Judges Wallach and Lourie notably asked no questions in either of NOVA’s argument rounds.
In Bruskin’s three minutes of uninterrupted argument, he maintained that, “because veterans may obtain de novo review of their claims from the Board, which is not bound by the provisions in the manual, manual provisions are only the starting point for the agency and veterans alike.” He argued that NOVA’s interpretation of Section 502, moreover, leads to “silly results.” According to Bruskin, it is because of these absurd results that courts have generally held that unpublished documents cannot affect a person of the public. The determinative issue, he argued, should be whether or not the action binds the agency and can therefore, as an objective matter, affect a person of the public.
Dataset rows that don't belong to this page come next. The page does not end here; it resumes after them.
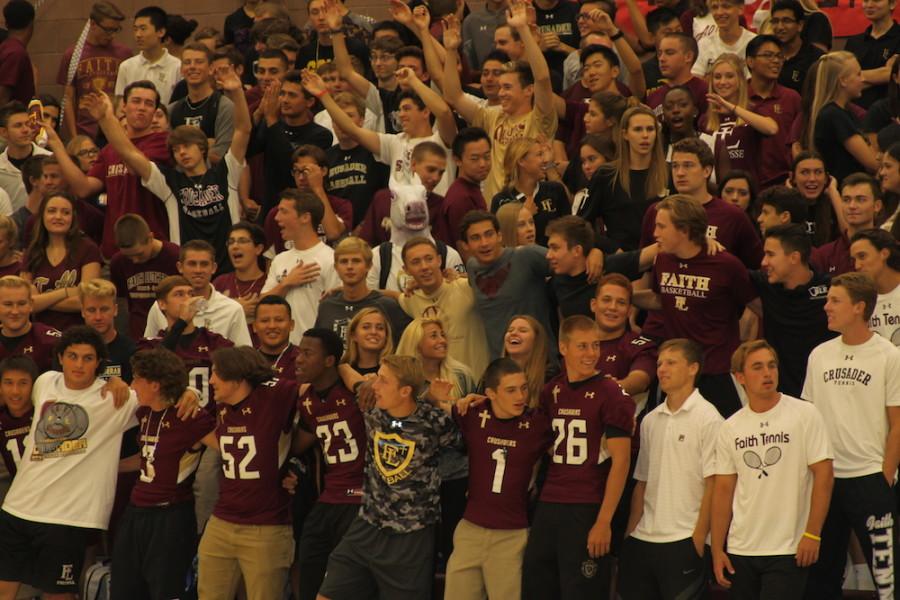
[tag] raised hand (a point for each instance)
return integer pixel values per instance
(452, 37)
(312, 82)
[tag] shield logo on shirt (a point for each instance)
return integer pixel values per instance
(392, 453)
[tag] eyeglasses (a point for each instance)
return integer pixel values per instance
(109, 30)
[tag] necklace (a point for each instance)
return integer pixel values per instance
(148, 450)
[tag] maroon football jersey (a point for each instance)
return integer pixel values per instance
(67, 273)
(338, 423)
(580, 412)
(37, 344)
(502, 455)
(137, 283)
(195, 349)
(13, 431)
(168, 458)
(702, 299)
(630, 352)
(284, 364)
(255, 440)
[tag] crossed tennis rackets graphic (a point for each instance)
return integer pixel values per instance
(771, 456)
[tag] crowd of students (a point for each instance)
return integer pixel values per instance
(507, 295)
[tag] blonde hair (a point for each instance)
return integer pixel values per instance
(658, 173)
(354, 245)
(515, 151)
(14, 281)
(829, 71)
(352, 353)
(736, 62)
(97, 288)
(508, 216)
(450, 370)
(536, 365)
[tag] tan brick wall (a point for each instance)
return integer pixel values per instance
(59, 22)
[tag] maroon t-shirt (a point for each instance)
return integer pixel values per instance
(580, 413)
(698, 87)
(702, 299)
(90, 220)
(168, 460)
(195, 350)
(38, 345)
(783, 105)
(342, 208)
(254, 439)
(630, 352)
(16, 73)
(97, 71)
(124, 192)
(13, 431)
(137, 283)
(833, 258)
(338, 424)
(728, 225)
(284, 364)
(462, 196)
(67, 273)
(371, 229)
(502, 454)
(229, 285)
Judge Newman asked how Bruskin understands what Congress intended when it providing for limited exceptions to normal procedures with respect to regulations and precedential general counsel opinions. Bruskin asserted that pre-enforcement review is proper for those situations, in distinction to the situation at hand, because in those situations the BVA is bound by its own interpretation of the law and therefore argument before the BVA would be a waste of time. He emphasized that, in this case, the BVA has de novo review of RO decisions interpreting the manual.
Judge Dyk focused on the question of finality. In particular, he asked whether the Supreme Court’s decision in United States Army Corps of Engineers v. Hawkes Co., which he characterized as taking a pragmatic approach to the issue of finality, weighed in favor of RO decisions being final because 94% of cases stop at the RO level. Bruskin answered, “no,” because, he argued, this would allow a policy concern to creep into what Congress had in mind in 1988 when setting up the review mechanism. He maintained that the fact that 94% of cases stop after the RO decision gives no insight into why the majority of veterans do not appeal.
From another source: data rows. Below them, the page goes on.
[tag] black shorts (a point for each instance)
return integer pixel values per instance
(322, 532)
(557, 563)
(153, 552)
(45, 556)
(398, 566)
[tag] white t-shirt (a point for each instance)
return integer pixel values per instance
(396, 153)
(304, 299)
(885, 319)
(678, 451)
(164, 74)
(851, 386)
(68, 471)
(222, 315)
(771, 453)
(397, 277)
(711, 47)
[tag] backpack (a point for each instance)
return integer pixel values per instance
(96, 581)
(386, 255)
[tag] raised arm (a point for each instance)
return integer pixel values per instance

Judge Dyk also asked whether Congress imposing a sixty-day time limit in other statutes, but not this statute, means that Congress meant to maintain the general six-year statute of limitations. Bruskin said this would be reading too much into Congressional silence. Notably, Judge O’Malley later said that her concerns were covered by Judge Dyk’s questions.
With regard to the sixty-day limit set forth in the Federal Circuit Rule, Judge Wallach asked if the Department of Justice would object to the court simply repealing its own internal rule. Bruskin responded that there are processes that the court typically goes through that allow the public to weigh in, and that the court should do so if it plans on changing the rule.
Similarly, Judge Taranto asked if there were any examples of other courts adopting a limit that was shorter than the six-year statute of limitations, which would be possible by interpreting the six-year limit to be the upper bound. Bruskin answered, “no,” but he maintained that the Federal Circuit being a specialized court is in a unique position with respect to VA procedure and should not base its decision on this fact. He conceded, however, that there was no precedent that necessarily permits it or precludes this approach.
Judge Chen raised the question of whether the BVA are “officers” of Veterans Affairs because they are not bound by the manual as interpreted by the BVA. Bruskin noted that mechanisms such as general counsel opinions allow the VA to exercise control over the BVA, and thus, he argued, the members of the BVA are employees not officers.
Notably Judges Prost, Lourie, O’Malley, and Stoll did not ask Bruskin any questions.
We will report on the Federal Circuit’s disposition of this case.